Coca-Cola, for instance, posted an 11% increase in earnings per share for its second quarter. At Nestlé, they also rose 11%, while PepsiCo’s profit almost doubled in its latest quarter over 2022.
These profits have led some to say that greedflation, or companies raising prices to pad their profits, is now driving price increases for products like food. It’s especially easy for global food companies to raise prices, given that a few companies own most of the brands in many US grocery stores.
Persistently increasing prices could also help make it more appealing for the Federal Reserve to increase interest rates going forward, the New York Times reported on Wednesday.
But there’s some evidence that consumers aren’t willing to put up with higher food prices indefinitely.
Several of the companies that raised prices also said that sales volumes, or the actual number of products they sold, fell over the last year. When companies raise prices too much or too quickly, consumers stop buying and look for alternatives. That happened earlier this year to Clorox, the company behind Kingsford charcoal. It raised prices but consumers turned to buying Walmart-brand charcoal instead.
Coca-Cola CEO James Quincey said in an earnings call on Wednesday that some consumers in the US and Europe have started to buy cheaper versions of the company’s drinks. “We have seen some willingness to switch to private label brands in certain categories,” Quincey said.
Some retailers have expanded their own-brand offerings to take advantage.
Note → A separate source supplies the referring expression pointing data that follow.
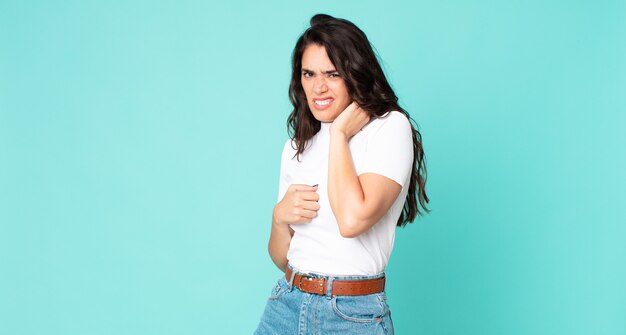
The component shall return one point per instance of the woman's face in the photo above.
(326, 92)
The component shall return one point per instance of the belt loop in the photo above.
(329, 287)
(293, 274)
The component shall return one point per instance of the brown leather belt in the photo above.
(319, 285)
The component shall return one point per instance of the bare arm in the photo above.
(358, 202)
(298, 206)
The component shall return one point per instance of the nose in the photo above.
(319, 86)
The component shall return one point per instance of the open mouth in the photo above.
(322, 102)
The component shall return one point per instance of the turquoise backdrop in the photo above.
(140, 145)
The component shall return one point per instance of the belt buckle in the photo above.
(319, 289)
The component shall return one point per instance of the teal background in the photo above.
(140, 145)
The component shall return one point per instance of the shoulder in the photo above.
(289, 149)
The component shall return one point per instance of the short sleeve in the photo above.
(283, 183)
(389, 150)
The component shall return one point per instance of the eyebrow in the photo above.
(324, 72)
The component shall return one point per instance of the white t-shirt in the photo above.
(384, 147)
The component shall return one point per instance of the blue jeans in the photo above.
(290, 311)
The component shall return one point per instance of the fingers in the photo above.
(299, 205)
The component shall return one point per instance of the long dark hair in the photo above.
(351, 52)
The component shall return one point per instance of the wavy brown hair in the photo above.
(351, 52)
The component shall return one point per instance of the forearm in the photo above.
(280, 238)
(344, 188)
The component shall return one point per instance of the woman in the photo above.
(353, 171)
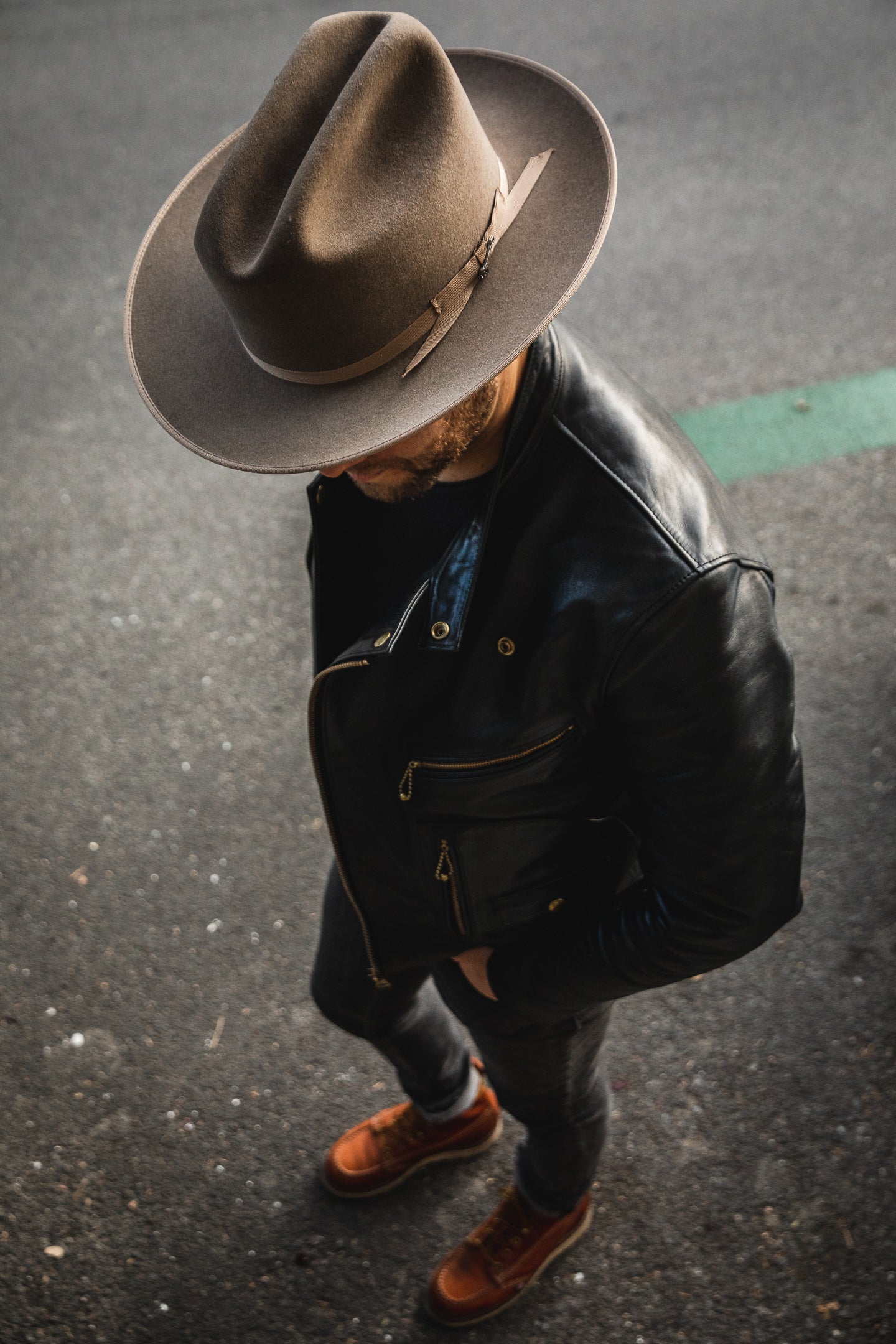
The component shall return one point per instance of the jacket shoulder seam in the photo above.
(660, 523)
(637, 624)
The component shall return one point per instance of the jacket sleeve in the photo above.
(700, 709)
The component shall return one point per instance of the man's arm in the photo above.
(700, 702)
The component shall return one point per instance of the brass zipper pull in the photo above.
(445, 869)
(408, 782)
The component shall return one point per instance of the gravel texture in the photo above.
(166, 1082)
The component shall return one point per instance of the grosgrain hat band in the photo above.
(450, 301)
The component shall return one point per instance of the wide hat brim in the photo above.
(206, 391)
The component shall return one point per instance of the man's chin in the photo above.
(394, 487)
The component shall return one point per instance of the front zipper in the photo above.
(445, 872)
(408, 778)
(374, 971)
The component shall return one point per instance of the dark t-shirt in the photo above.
(393, 548)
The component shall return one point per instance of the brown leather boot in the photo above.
(382, 1152)
(493, 1266)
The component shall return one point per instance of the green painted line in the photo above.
(797, 427)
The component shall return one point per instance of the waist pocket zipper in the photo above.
(445, 871)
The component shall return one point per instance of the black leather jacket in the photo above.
(574, 740)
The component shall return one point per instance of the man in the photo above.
(553, 717)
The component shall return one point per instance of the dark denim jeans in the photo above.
(547, 1077)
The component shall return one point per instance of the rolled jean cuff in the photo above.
(556, 1210)
(455, 1104)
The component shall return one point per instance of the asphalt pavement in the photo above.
(167, 1085)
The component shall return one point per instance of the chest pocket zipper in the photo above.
(406, 786)
(445, 871)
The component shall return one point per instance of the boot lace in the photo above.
(502, 1237)
(404, 1129)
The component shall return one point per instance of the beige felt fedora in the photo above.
(389, 231)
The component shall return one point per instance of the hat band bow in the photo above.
(450, 301)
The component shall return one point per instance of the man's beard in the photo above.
(460, 429)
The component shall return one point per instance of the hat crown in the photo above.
(360, 186)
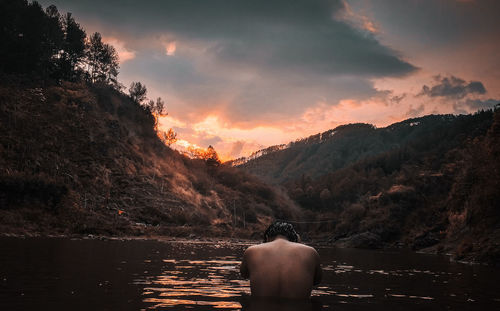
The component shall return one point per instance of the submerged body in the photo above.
(281, 268)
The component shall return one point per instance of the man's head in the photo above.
(282, 228)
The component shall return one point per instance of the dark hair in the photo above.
(281, 228)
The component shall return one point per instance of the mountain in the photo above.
(426, 183)
(84, 158)
(334, 149)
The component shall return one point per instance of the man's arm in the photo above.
(245, 273)
(317, 270)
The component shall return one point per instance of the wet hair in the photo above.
(281, 228)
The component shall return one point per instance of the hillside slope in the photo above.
(85, 159)
(331, 150)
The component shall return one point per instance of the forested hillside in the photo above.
(426, 183)
(78, 155)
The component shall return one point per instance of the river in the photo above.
(93, 274)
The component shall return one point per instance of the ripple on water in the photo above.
(190, 283)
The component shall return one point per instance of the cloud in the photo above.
(415, 112)
(478, 104)
(303, 35)
(124, 54)
(452, 87)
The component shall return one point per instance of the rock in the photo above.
(366, 240)
(425, 240)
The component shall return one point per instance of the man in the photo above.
(281, 267)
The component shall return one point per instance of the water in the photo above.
(65, 274)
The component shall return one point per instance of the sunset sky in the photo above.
(241, 75)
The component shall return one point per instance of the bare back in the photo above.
(281, 269)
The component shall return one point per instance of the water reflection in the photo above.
(62, 274)
(196, 283)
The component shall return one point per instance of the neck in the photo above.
(278, 237)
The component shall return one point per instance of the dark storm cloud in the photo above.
(435, 22)
(292, 36)
(452, 87)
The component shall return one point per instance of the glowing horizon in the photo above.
(245, 77)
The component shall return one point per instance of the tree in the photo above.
(102, 61)
(73, 48)
(169, 137)
(211, 156)
(157, 109)
(137, 92)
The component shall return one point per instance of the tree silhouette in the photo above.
(102, 61)
(137, 92)
(73, 48)
(169, 137)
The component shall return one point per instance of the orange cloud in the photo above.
(170, 48)
(124, 54)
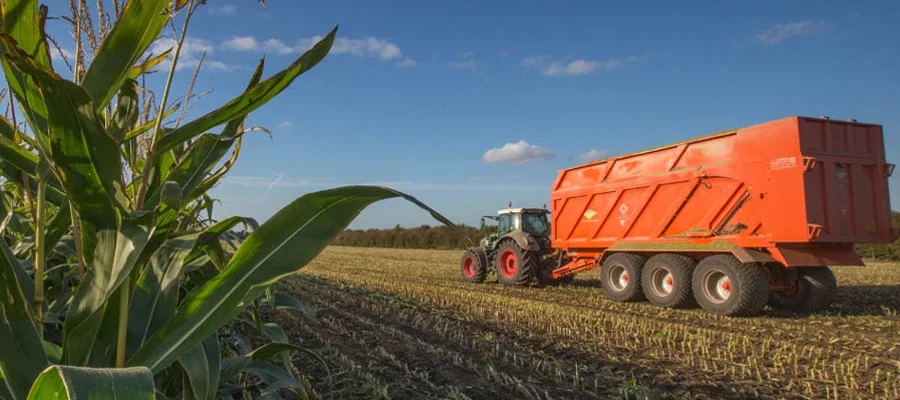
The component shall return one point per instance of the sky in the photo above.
(467, 105)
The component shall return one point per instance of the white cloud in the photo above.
(249, 43)
(367, 47)
(593, 154)
(191, 50)
(565, 67)
(279, 180)
(779, 32)
(466, 61)
(227, 9)
(517, 153)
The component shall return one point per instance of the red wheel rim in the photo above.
(509, 264)
(469, 267)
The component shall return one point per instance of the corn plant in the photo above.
(111, 284)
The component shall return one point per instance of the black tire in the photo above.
(473, 265)
(723, 285)
(666, 280)
(620, 275)
(515, 266)
(816, 287)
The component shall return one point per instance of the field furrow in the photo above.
(547, 334)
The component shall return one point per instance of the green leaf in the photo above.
(18, 156)
(127, 110)
(202, 366)
(23, 23)
(53, 352)
(87, 159)
(249, 100)
(156, 296)
(114, 257)
(279, 247)
(275, 379)
(139, 70)
(135, 30)
(275, 332)
(171, 195)
(66, 382)
(146, 127)
(283, 301)
(21, 352)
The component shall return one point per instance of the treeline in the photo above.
(886, 252)
(422, 237)
(444, 237)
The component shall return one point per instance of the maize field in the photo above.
(391, 323)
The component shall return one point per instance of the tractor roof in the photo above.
(520, 210)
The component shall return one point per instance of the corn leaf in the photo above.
(66, 382)
(20, 348)
(146, 127)
(275, 378)
(116, 253)
(282, 245)
(249, 100)
(18, 156)
(206, 152)
(141, 69)
(202, 367)
(134, 31)
(127, 110)
(87, 159)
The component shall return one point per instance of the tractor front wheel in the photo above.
(723, 285)
(473, 265)
(813, 291)
(515, 266)
(621, 277)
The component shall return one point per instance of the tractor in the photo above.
(519, 251)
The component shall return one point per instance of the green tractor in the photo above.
(519, 251)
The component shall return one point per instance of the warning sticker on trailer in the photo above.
(783, 163)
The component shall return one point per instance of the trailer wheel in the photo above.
(723, 285)
(666, 280)
(515, 266)
(814, 291)
(621, 277)
(473, 265)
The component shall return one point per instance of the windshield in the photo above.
(535, 224)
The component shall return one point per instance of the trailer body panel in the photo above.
(799, 190)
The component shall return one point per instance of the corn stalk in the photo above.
(110, 277)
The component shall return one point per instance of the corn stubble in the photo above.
(570, 342)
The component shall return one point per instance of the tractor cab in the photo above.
(518, 249)
(533, 221)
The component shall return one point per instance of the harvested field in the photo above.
(401, 324)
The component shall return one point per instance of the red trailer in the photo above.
(731, 221)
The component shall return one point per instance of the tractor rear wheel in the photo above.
(515, 265)
(621, 277)
(666, 280)
(813, 291)
(723, 285)
(473, 265)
Dollar General has recently expanded its private label food line Clover Valley to include 600 products.
And some consumers are also changing where they buy their favorite snacks, if not defecting to store brands
“They are buying more in Dollar stores or they buy more in mass or in clubs,” PepsiCo’s Laguarta said, referencing mass retailers like Walmart and chains like Costco and Sam’s Club, which are known in the retail industry as “club retailers.”